How to build a 40TB file server

by Anton on December 21, 2011

The one most valuable asset at Oyster.com is our photo collection. Take away the intellectual property and what’s left is, essentially, markup (with a bit of backend to snazz it up.) So we need a solid backup solution for the original high-res photos. The old servers were about to run out of capacity and their slightly outdated specs did not make transferring huge datasets any easier or faster. Thinking a few months ahead, we were looking at a 40TB data set. In strict accordance with KISS methodology, we opted against LTO and S3, and decided to build a big BOX. (For starters, 40TB on S3 costs around $60,000 annually. The components to build the Box — about 1/10th of that.)

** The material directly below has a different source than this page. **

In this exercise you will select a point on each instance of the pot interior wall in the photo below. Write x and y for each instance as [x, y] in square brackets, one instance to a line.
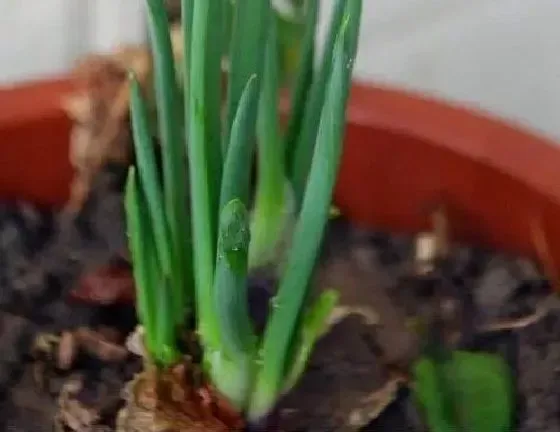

Areca 1882ix-24 RAID Controller

Areca 1882ix-24 RAID Controller

Coincidentally, a great new product was just about to hit the market, reinforcing our decision with its timely relevance — the dual-core Areca ARC-1882ix RAID Host Bus Adapter, which comes with an on-board DDR3 SDRAM socket with up to 4GB chip support. Since we already opted for RAID Level 6 (striped, distributed parity–error checking, tolerates two disk failures) and dual-core RAID-On-Chip means it processes two streams of parity calculations simultaneously — it seemed ideal.

The first challenge in putting together the big box was getting internal SAS connectors properly seated into the backplane adaptor sockets, the bottom few being especially cumbersome to reach. Thankfully, our hardware technicians’ exceptional manual dexterity rendered having to disassemble the internal fan panel frame unnecessary.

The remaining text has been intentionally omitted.